Perth, Western Australia
We see life in a boomerang, we see a story in a stick.
Richard Walley, Noongar-Yamatji, 2013
Miago, a young Noongar man from Wurerup (Upper Swan), took a great interest in the British during the early days of the Swan River colony at present-day Perth. He learnt English and joined exploration parties, sailing up the Kimberley coast on HMS Beagle in 1838.
At the same time, aspiring young colonist Samuel Talbot visited the Wurerup region. He collected Noongar objects, including the ngal-bo (feather dance ornament) below and other historical objects on display in Encounters. Talbot’s detailed accompanying notes, ‘Implements used by the natives in the neighbourhood of the Swan River’, reveal a keenness to understand Noongar culture, with important implications for communities today.

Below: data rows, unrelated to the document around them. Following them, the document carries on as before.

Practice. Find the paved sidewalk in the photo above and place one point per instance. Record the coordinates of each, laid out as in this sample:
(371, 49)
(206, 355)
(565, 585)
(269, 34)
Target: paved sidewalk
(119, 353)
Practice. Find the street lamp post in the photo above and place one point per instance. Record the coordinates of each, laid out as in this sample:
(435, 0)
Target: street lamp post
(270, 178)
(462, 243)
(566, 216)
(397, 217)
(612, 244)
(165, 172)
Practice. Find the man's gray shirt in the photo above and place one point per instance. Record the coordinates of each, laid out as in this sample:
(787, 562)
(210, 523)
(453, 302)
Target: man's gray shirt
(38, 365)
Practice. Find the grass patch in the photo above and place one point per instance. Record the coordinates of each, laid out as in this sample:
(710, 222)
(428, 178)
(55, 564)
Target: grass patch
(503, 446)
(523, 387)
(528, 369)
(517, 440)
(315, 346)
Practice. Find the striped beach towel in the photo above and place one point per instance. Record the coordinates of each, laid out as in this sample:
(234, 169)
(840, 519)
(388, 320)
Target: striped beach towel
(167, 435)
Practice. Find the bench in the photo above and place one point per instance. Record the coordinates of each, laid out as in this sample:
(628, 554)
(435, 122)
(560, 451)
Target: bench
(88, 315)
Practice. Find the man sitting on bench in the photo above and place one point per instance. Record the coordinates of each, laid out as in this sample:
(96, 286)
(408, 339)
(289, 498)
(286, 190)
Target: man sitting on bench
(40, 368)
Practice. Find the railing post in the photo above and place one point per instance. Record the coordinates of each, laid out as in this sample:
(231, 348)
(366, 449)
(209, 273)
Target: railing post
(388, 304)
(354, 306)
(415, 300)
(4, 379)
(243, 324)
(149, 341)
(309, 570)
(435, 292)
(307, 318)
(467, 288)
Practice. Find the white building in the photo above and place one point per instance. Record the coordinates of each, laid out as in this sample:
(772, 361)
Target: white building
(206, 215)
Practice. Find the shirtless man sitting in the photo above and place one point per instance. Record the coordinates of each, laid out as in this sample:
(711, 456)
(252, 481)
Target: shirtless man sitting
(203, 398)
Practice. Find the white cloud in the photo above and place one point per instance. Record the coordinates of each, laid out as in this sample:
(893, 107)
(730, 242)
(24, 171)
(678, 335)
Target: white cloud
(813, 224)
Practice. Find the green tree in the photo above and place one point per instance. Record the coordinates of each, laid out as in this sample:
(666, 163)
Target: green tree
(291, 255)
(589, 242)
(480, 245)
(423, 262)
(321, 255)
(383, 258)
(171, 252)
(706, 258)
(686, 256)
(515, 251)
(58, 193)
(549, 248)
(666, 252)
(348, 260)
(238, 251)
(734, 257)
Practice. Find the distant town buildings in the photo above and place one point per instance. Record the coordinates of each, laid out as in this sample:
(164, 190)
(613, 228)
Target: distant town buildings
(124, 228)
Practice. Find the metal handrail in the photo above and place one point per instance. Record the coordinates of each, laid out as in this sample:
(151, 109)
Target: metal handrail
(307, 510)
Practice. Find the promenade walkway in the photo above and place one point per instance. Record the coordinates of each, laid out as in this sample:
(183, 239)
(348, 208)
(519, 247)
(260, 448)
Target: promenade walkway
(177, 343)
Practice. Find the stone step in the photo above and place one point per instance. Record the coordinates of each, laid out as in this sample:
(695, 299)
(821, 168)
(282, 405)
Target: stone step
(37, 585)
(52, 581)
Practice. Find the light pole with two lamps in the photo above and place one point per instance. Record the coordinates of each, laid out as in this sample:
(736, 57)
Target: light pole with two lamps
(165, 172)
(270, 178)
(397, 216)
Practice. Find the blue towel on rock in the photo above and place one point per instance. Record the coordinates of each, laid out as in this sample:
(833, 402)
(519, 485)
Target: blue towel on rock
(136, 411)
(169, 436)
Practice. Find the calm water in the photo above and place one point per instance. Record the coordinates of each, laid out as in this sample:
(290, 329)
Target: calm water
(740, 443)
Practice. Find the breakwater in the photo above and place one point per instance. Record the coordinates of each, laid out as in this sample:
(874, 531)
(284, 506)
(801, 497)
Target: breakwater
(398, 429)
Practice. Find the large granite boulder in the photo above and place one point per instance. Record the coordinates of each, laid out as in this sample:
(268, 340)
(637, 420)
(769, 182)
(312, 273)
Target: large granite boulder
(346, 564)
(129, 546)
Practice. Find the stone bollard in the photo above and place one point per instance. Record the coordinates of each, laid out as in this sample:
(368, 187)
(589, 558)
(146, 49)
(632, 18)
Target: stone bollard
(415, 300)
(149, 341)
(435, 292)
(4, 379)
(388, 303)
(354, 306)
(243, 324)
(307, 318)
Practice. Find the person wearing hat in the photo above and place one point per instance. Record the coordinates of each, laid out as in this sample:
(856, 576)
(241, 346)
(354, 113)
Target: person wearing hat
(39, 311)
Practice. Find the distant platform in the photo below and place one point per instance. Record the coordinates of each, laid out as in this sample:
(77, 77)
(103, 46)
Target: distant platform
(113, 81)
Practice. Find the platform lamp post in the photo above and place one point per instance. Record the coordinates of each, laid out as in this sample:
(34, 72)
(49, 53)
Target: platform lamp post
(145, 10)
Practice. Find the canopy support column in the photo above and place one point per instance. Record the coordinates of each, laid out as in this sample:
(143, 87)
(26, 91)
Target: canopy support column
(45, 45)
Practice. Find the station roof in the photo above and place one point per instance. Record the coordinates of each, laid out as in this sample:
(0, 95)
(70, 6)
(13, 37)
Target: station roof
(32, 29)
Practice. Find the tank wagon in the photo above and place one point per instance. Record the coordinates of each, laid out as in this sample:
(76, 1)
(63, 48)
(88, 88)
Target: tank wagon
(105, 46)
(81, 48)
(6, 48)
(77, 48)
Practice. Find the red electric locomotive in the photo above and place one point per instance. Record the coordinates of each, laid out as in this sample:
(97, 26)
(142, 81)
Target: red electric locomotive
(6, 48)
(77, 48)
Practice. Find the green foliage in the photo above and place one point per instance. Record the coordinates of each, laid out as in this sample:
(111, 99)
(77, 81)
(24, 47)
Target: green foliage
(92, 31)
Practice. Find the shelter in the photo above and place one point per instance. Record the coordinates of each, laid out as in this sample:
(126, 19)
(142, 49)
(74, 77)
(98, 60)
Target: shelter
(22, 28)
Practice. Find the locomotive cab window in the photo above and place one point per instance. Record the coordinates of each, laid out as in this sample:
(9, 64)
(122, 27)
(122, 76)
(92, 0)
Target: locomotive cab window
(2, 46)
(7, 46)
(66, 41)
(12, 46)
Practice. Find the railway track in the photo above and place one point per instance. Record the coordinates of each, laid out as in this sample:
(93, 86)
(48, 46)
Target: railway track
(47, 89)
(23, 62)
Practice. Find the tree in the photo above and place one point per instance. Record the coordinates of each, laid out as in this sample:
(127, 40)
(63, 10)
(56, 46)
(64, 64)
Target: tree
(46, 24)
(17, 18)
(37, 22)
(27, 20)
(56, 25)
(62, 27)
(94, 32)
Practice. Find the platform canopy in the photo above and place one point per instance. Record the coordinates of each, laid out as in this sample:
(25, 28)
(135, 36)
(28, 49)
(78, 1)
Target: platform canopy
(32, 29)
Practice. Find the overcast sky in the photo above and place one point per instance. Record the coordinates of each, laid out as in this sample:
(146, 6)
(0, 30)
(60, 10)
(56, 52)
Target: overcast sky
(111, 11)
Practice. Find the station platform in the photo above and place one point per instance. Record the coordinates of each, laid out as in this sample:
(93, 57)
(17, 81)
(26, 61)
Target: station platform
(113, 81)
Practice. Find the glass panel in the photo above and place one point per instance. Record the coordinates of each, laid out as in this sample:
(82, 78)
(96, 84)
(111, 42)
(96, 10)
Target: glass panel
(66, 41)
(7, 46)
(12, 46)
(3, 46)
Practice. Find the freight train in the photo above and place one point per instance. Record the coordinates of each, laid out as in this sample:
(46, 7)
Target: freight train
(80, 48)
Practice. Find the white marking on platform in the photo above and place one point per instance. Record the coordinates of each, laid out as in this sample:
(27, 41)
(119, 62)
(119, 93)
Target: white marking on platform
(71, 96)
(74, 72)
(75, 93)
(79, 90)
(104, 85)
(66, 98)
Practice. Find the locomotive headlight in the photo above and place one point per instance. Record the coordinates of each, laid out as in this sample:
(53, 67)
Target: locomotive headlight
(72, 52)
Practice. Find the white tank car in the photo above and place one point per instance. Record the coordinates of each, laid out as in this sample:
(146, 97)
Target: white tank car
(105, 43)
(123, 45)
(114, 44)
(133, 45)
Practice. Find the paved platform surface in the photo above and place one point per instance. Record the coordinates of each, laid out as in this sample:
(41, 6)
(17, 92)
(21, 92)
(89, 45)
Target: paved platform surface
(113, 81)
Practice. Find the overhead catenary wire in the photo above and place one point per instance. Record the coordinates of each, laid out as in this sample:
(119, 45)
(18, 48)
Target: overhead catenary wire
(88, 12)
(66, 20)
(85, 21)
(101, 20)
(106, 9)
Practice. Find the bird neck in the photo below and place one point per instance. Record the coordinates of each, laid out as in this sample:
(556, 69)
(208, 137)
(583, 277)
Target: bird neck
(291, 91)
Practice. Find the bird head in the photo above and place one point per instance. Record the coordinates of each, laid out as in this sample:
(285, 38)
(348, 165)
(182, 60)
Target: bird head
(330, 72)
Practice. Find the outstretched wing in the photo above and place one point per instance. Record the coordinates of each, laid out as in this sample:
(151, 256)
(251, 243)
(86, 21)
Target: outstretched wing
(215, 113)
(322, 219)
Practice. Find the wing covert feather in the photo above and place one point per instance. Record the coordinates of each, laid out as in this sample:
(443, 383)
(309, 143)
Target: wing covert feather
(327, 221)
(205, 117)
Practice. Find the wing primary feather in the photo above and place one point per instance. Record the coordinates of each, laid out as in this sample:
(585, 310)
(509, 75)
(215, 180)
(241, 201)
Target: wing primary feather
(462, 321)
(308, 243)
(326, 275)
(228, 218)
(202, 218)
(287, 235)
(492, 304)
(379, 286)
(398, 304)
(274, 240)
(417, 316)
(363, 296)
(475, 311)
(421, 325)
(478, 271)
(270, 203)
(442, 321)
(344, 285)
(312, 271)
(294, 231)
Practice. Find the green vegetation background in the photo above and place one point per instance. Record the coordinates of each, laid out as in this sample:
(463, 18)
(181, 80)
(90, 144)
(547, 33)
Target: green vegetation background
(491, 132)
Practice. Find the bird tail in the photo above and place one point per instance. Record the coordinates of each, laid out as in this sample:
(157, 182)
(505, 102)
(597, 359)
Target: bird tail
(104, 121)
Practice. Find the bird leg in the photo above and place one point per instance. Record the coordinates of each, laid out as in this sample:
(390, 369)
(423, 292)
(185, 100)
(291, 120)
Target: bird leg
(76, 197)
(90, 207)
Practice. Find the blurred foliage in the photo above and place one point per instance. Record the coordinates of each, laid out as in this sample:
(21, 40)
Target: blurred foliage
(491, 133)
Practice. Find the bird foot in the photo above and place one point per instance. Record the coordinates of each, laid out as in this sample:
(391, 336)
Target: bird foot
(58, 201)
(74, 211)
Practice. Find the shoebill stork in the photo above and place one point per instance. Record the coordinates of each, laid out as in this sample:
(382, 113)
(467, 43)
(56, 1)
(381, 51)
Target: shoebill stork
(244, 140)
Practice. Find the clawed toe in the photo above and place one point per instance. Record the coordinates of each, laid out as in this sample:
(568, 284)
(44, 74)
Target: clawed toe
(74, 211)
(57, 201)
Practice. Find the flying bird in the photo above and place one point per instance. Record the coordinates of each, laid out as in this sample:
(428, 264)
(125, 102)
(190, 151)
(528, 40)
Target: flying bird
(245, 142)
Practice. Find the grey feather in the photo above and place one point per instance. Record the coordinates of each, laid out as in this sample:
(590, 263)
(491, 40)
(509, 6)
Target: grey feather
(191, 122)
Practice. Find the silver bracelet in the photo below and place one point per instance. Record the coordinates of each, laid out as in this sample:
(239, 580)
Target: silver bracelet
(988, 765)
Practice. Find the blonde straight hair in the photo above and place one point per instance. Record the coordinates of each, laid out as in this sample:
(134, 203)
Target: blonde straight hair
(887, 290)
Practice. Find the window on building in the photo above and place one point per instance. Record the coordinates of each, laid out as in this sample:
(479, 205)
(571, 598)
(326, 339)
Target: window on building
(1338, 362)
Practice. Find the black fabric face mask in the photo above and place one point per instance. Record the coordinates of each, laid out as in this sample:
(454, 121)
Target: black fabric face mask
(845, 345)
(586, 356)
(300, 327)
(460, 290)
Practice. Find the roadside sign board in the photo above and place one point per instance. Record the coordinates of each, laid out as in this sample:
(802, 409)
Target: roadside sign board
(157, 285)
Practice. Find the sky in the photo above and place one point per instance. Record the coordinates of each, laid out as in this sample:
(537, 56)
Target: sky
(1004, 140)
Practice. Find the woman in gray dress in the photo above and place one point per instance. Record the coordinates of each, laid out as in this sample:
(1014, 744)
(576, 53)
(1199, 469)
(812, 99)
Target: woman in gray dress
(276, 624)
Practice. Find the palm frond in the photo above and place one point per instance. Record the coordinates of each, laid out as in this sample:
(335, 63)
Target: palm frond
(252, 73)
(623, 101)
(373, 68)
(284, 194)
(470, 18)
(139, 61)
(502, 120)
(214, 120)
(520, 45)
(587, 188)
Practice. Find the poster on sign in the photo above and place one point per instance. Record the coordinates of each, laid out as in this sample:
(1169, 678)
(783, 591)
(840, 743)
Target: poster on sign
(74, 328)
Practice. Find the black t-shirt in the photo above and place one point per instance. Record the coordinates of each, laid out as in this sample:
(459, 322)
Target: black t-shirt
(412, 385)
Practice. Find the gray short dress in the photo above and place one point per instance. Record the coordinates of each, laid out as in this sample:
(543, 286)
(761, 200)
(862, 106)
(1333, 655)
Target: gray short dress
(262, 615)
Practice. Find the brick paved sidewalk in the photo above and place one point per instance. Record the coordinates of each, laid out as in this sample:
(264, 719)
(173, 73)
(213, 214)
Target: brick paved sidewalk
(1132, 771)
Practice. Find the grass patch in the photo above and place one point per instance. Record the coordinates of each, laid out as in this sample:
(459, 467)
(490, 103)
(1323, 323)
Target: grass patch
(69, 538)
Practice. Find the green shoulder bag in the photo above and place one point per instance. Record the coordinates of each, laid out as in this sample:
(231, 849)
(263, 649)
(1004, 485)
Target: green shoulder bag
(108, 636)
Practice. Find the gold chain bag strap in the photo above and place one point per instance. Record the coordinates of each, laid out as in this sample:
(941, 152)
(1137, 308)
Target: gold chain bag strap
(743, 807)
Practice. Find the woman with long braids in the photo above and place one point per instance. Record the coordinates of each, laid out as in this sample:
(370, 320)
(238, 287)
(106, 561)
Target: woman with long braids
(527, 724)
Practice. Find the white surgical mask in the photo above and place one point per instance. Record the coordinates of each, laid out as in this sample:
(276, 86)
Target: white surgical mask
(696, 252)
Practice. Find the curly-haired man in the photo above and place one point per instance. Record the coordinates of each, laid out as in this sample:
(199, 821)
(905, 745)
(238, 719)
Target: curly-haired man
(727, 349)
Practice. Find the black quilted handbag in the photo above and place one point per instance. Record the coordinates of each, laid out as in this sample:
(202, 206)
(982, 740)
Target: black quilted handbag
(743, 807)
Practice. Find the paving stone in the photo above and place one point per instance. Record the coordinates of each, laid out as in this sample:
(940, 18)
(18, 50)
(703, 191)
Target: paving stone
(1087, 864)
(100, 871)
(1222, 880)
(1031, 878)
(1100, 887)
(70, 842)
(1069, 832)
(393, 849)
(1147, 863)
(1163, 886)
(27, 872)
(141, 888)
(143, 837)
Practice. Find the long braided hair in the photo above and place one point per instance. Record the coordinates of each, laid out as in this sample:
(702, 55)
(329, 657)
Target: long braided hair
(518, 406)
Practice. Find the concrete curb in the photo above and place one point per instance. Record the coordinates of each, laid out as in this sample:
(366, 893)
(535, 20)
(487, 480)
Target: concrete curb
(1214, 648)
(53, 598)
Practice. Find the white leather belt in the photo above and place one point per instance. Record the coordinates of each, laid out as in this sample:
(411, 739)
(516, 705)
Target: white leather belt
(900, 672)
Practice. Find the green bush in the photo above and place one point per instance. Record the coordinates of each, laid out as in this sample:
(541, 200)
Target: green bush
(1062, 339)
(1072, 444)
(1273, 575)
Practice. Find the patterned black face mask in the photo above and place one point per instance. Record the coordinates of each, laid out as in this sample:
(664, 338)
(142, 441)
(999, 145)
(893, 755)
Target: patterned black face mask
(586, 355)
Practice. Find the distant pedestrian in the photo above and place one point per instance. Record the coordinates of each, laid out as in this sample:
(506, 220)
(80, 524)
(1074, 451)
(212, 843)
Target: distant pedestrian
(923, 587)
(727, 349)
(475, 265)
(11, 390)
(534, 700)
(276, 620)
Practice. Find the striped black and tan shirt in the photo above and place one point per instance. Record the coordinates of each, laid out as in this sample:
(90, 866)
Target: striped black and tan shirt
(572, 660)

I want to acknowledge the white people who sat down with the Aboriginal people, who wrote the stories down, who collected this information that still exists today. Down here in Noongar country, we may have lost all of that had it not been for many of these people.
Marie Taylor, Noongar, 2014
Talbot’s colonial ventures proved ultimately unsuccessful and he returned to Britain. Miago, frustrated by his treatment at the hands of the British, abandoned his relations with them and returned to Wurerup.
This ornament is part of the oldest surviving collection of Noongar objects from the Perth region. Talbot collected them during his last visit to Swan River (Perth) in 1838. He stayed with George Fletcher Moore, a prominent settler who took a deep interest in the Noongar people and their culture. Moore may have helped Talbot in preparing the detailed descriptions of the objects that Talbot gave to the British Museum in 1839.
Boyi Moort (Turtle Families) 2014
When I was a young boy, when we swam in the rivers or the ocean, we would see if we could see any turtles – a strong and significant totem in my father's country. There were always turtles of some sort, surrounded by their families ... Boyi Moort is a visual depiction of my time in the water with the turtles [boyi] ... and a representation of my Noongar families [moort].
Peter Farmer, Noongar, 2015
Kodj (axe) 2013
The making of traditional tools is still being taught. We collect the gum, crush it up, mix it up and crush it up with kangaroo poop. I have fun and games with the children when we teach that to them.